ESR 14: Multi-Paradigm Distribution for Model Management OperationsJolan Philippe
IMT Atlantique (IMT) (France)
Declarative model query and transformation languages (MTL) are primary candidates for expressing operations on artefacts in LCEPs, e.g. for translation, analysis or code generation. They allow for a concise executable description of the operation semantics, which is highly readable and understandable, thus ideally suitable for citizen developers. Research on the implicit distribution of such langages is an active area of research, with the purpose of combining development efficiency with high scalability, needed for the very large models in LCE. Current approaches focus on mapping the declarative MTL to an existing distributed programming model. The choice of the underlying programming model among the plethora of available ones is based on affinity with the execution semantics of the MTL and on the desired efficiency properties. For instance the ATL language has been mapped to MapReduce, Linda, Reactive Programming. Experimentation in these works has shown that the choice of most efficient programming model is strongly dependent on the particular transformation.

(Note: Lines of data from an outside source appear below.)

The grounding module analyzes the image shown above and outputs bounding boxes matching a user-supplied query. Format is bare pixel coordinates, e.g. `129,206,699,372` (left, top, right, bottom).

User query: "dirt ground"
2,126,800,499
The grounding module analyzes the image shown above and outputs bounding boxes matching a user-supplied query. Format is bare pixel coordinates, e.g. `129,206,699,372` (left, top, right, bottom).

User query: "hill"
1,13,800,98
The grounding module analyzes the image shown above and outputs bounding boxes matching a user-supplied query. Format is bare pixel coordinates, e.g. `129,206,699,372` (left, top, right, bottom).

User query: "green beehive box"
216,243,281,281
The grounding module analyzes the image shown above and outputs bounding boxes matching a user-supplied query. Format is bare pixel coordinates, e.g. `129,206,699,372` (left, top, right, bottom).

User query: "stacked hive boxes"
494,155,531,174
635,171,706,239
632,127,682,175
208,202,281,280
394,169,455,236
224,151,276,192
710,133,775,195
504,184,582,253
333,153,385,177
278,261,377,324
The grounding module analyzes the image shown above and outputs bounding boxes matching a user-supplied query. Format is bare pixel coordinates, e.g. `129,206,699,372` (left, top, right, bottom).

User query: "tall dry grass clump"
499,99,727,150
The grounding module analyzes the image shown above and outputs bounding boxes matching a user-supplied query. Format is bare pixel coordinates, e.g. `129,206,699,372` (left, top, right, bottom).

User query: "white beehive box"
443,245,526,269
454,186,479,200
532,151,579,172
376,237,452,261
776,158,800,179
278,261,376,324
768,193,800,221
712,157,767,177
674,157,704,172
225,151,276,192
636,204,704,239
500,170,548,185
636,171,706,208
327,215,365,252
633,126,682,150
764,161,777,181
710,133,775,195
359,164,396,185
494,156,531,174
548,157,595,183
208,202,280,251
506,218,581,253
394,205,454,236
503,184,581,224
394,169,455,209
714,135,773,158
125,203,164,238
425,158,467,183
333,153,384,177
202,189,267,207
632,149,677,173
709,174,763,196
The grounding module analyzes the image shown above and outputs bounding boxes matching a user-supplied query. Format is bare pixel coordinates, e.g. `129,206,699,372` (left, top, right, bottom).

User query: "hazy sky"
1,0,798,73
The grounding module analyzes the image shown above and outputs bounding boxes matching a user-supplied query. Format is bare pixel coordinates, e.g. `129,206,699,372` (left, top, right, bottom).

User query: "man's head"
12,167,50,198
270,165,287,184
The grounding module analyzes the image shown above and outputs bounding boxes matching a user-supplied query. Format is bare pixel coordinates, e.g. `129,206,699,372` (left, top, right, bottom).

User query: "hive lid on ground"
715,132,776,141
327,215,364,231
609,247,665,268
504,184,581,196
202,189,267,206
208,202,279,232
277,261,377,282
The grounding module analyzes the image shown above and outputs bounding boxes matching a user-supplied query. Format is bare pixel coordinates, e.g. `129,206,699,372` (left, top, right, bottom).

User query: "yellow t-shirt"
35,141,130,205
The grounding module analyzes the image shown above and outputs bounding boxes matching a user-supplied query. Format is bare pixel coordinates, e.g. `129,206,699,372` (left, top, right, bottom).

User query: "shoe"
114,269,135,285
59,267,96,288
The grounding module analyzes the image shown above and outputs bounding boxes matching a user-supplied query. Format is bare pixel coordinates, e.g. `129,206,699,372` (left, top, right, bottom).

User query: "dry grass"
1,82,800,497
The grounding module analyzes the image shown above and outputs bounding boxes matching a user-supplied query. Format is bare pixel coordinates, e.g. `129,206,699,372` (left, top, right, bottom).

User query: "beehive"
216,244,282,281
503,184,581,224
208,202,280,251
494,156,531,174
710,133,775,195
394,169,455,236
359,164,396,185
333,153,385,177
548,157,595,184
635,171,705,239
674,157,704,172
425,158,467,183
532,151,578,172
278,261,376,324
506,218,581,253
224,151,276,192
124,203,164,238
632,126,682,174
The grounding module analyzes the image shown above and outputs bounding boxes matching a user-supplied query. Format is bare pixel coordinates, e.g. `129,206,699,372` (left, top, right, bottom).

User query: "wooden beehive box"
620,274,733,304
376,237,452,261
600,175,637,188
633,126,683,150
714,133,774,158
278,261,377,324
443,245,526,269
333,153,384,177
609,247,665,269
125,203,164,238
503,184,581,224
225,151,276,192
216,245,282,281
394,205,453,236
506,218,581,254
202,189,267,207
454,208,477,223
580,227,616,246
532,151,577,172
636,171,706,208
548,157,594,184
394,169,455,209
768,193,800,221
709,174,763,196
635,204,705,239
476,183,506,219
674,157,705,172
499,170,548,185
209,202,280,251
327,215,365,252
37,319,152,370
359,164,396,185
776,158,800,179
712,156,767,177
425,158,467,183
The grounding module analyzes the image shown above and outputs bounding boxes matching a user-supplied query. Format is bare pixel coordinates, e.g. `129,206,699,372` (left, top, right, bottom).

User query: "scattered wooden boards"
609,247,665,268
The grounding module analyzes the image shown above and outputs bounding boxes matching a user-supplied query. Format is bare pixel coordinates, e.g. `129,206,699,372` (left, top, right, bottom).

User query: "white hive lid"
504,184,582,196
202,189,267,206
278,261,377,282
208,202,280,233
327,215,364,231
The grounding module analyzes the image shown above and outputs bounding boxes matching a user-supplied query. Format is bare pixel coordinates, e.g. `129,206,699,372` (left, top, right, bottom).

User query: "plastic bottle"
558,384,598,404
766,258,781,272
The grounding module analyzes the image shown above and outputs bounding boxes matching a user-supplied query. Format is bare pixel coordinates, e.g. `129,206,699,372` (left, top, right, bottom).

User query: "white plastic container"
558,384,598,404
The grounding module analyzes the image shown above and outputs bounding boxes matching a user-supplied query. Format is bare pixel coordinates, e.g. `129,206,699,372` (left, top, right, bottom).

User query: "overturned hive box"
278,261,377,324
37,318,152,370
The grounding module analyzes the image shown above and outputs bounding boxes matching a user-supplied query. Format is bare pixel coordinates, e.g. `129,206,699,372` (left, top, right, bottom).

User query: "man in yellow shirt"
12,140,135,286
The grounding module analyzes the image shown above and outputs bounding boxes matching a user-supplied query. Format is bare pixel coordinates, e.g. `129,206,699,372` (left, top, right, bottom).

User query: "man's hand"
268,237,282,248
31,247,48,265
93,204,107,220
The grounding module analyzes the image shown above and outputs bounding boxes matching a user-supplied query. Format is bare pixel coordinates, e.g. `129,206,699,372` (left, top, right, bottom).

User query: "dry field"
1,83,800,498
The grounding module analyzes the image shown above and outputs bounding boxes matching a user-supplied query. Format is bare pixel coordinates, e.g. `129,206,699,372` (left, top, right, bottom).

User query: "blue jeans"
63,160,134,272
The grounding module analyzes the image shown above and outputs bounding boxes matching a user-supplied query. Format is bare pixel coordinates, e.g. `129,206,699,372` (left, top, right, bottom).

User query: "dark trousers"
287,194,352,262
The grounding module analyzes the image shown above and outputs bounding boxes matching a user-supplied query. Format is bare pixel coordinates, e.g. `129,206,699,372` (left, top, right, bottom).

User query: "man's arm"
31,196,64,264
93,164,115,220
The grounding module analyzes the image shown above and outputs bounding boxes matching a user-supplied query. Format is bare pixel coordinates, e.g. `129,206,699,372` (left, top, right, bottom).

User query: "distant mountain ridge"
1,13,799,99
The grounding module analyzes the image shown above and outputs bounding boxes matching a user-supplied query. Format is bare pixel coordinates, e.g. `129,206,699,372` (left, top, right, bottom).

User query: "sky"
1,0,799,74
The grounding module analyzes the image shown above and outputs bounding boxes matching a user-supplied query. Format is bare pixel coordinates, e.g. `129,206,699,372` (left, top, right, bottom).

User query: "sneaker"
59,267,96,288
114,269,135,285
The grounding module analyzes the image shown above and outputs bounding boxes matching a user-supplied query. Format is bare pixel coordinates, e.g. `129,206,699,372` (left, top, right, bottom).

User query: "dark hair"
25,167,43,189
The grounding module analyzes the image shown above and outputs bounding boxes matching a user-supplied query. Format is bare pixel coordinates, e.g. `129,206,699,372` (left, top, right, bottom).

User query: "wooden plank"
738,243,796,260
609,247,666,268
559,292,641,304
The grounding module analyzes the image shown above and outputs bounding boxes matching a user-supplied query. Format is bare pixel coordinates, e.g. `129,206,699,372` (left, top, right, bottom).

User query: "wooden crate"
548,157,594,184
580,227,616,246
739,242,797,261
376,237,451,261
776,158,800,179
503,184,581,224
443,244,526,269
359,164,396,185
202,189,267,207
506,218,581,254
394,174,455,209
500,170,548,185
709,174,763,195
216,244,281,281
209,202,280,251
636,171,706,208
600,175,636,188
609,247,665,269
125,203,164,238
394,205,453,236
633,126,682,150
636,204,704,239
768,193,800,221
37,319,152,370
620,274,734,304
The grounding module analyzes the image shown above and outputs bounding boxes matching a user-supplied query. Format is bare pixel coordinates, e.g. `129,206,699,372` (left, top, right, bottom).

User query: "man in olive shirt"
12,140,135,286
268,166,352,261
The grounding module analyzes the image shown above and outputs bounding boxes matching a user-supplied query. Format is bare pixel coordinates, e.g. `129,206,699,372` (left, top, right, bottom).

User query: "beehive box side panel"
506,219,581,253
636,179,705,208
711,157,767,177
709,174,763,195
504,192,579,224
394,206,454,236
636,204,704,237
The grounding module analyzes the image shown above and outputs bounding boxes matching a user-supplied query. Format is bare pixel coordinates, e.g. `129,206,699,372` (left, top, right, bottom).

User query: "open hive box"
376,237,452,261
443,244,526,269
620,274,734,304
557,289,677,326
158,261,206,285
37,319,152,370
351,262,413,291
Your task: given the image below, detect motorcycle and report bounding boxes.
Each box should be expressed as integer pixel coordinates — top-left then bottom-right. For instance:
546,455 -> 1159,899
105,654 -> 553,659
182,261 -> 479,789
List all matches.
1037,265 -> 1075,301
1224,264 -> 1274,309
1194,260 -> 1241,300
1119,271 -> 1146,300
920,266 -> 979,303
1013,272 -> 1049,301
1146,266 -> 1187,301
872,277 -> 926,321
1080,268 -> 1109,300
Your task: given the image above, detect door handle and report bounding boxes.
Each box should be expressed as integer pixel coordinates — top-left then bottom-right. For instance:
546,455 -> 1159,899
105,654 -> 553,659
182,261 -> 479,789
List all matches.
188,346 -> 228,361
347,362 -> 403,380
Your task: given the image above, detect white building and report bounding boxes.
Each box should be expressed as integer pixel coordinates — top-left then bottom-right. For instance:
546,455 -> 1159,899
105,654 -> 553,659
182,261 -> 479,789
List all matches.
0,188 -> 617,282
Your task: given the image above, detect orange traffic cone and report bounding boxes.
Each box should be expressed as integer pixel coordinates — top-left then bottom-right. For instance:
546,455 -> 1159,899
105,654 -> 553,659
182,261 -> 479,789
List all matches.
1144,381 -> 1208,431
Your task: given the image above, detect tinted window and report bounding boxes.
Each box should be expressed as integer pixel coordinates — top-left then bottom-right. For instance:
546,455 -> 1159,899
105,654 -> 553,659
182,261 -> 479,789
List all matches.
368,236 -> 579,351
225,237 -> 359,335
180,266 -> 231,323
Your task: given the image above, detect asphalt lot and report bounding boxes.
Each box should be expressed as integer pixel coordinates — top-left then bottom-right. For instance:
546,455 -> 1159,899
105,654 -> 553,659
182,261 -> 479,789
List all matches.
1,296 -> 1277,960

In this project we want to develop static and dynamic analysis techniques for declarative MTL code, in order to automatically select the most efficient programming model for a given transformation. Moreover, within a transformation it may be possible to identify sub-computations that are more efficiently distributed using a different programming model w.r.t. the rest of the transformation. Hence, we want to be able to automatically decompose the transformation (e.g., through graph partitioning techniques) and independently select a programming model for each one of the sub-transformations according to some static or dynamic constraints. Such an approach will require an orchestration mechanism among different transformation engines with synchronization points based on recent research on model coordinatio, and sharing of intermediate data. The final orchestrator will also be able to integrate natively distributed transformation engines like the one developed in ESR13. Such an orchestrator could also take advantage of component models to statically or dynamically create an assembly (i.e., a composition) of a set of sub-transformations. Finally, such a set of sub-transformation using heterogeneous programming models should be easy to deploy onto the underlying distributed infrastructure. Component models could also help in this task.
The first project contribution will be a metamodelisation of the space of distributed programming models, i.e. a unified representation of the existing programming models within the same formalism. Afterwards the project will propose a set of formal mappings between the class of relational MTLs (i.e., languages like QVT, ATL, ETL) and several programming models, in the form of higher-order transformations. In a second phase, given a transformation and set of programming models, the project will provide cost models to predict the performance of that transformation on each programming model.
Finally, a decomposition mechanism for transformation will be defined, in order to minimize the cost of the global execution.
The project will produce a concrete component for the Lowcomotive platform, in the form of an orchestrator for model transformations over a set of distributed engines.